Ferrous sulfate microparticles as a food fortification strategy: Application in plant-based yogurt and bioaccessibility assessment

Abstract

This study evaluated the feasibility of using ferrous sulfate microparticles (FSM), produced through the combination of spray drying and spray chilling techniques, to fortify plant-based yogurt and increase dietary iron intake. The stability of FSM was assessed, and iron bioavailability was estimated using the standardized INFOGEST in vitro digestion method, followed by Caco-2 cell culture assays. FSM showed moisture content and water activity (Aw <0.3) comparable to control particles without iron (CP).
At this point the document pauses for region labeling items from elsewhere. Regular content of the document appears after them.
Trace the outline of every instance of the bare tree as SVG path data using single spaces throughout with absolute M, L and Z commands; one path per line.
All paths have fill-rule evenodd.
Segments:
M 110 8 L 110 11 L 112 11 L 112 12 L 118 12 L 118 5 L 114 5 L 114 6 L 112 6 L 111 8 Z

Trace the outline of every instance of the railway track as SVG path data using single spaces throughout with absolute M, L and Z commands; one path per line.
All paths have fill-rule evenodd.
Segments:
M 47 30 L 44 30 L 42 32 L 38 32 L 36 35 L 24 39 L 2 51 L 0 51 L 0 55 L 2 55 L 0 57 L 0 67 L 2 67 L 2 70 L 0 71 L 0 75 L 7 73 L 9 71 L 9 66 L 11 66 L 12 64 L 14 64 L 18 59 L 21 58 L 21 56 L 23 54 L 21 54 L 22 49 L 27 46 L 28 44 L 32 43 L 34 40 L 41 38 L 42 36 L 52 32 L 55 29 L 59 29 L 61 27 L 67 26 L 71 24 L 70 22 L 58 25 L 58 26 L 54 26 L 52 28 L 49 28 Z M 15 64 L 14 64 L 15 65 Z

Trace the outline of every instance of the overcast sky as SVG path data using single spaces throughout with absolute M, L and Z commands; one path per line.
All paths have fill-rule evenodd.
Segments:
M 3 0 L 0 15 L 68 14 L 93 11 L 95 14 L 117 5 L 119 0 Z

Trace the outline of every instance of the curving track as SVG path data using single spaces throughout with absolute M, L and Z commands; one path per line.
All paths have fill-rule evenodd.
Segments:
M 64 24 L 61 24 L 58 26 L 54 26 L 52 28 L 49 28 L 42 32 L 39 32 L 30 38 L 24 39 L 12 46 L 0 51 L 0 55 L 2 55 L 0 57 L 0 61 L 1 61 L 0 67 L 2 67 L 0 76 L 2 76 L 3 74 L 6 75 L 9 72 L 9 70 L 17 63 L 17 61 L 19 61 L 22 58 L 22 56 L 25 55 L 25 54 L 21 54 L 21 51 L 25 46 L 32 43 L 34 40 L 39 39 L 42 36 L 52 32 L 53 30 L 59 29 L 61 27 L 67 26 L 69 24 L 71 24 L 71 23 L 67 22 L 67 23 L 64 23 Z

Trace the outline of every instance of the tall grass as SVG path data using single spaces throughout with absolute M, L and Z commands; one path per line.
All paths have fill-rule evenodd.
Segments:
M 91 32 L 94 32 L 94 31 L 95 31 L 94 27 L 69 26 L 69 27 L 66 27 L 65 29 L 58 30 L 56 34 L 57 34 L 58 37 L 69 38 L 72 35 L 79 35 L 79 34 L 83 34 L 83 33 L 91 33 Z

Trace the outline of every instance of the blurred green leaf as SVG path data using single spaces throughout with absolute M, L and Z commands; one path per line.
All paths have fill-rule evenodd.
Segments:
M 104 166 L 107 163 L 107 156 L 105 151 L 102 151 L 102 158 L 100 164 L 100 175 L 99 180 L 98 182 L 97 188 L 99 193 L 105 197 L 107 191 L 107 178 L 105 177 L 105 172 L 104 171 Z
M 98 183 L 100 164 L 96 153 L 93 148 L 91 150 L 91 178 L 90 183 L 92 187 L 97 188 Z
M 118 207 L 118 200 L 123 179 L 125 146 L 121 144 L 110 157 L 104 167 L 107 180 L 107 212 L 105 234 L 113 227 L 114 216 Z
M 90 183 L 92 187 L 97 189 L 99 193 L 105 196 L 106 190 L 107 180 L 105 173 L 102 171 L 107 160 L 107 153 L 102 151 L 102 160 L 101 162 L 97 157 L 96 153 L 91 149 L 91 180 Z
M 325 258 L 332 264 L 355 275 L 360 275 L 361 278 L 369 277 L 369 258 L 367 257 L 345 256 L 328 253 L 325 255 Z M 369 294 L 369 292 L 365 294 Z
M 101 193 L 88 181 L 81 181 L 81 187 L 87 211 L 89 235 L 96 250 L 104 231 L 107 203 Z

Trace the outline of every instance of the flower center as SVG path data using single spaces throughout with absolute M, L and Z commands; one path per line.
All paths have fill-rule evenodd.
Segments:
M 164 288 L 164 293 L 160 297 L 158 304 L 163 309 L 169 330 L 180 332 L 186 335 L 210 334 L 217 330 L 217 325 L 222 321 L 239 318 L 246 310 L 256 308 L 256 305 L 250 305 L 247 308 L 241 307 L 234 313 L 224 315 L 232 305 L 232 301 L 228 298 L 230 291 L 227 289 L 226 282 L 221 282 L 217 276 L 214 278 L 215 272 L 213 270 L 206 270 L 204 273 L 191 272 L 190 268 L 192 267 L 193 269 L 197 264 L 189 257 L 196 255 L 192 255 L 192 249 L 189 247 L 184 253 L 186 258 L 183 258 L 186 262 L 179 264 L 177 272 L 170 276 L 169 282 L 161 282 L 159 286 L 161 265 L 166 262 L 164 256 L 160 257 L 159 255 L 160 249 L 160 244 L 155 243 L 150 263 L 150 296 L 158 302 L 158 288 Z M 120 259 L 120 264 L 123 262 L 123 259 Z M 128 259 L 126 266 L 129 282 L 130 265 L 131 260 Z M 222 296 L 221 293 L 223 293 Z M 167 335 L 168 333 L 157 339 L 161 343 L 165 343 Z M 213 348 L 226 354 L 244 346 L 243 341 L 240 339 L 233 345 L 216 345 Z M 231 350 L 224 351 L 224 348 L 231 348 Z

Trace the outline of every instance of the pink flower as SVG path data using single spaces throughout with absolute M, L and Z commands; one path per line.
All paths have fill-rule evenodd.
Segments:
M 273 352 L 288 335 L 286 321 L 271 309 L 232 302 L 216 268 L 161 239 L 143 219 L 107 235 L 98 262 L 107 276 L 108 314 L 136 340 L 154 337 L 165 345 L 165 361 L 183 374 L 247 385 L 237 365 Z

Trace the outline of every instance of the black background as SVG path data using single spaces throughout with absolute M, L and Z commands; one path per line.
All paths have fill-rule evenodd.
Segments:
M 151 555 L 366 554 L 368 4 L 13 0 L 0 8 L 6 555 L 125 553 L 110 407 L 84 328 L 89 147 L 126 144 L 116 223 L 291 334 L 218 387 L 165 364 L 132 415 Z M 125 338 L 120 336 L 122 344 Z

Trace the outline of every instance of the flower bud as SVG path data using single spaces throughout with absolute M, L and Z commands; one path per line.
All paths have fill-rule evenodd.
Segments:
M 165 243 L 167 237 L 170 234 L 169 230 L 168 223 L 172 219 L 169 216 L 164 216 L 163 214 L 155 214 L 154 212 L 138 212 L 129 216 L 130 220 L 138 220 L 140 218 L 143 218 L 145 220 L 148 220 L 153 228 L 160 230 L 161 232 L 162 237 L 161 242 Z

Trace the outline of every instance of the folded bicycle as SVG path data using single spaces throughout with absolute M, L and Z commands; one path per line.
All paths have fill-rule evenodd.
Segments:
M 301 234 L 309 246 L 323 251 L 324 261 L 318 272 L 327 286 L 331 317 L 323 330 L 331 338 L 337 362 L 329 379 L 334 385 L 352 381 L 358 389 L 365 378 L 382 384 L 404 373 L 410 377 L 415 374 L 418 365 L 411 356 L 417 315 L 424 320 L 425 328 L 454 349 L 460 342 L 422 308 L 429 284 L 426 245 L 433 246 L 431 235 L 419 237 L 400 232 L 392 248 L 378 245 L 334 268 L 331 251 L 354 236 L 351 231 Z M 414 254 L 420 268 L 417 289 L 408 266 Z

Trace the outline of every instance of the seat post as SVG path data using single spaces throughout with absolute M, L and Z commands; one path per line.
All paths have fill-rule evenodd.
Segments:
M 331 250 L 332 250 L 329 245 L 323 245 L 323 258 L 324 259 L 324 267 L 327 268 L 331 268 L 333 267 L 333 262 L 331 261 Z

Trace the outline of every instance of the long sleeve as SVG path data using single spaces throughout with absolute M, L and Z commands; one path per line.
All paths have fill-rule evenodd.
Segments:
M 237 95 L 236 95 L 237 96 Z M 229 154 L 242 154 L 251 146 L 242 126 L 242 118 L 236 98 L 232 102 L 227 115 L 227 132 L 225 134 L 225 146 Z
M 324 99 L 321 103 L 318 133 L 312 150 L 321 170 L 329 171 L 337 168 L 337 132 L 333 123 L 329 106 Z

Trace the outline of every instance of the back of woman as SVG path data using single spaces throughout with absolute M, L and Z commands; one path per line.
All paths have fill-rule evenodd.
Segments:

Despite similar average particle sizes (D50), FSM exhibited lower luminescence and a more greenish-yellow hue than CP. The iron content in FSM and CP was 519 ± 23 mg/kg and 13.5 ± 0.8 mg/kg, respectively. FSM contained 309 mg of soluble iron/kg of particles, corresponding to 59.5 % bioaccessibility. After 180 days of storage, FSM showed slightly higher moisture, Aw, and color values compared to CP, but overall stability remained similar. Total and soluble iron contents did not significantly differ, confirming FSM’s suitability for yogurt fortification. When both plant-based and dairy yogurts were fortified with FSM and isolated ferrous sulfate salt, total iron content ranged from 9.83 to 19.77 mg/kg, with bioaccessible iron ranging from 1.40 to 13.2 mg/kg. Bioaccessibility percentages varied depending on the type of iron (isolated vs. encapsulated), matrix origin (plant-based vs. dairy), and plant-based formulation. Notably, strawberry-flavored plant-based yogurt fortified with FSM showed higher bioavailability than yogurt fortified with isolated salt, emphasizing FSM’s effectiveness in improving iron availability in plantbased yogurts.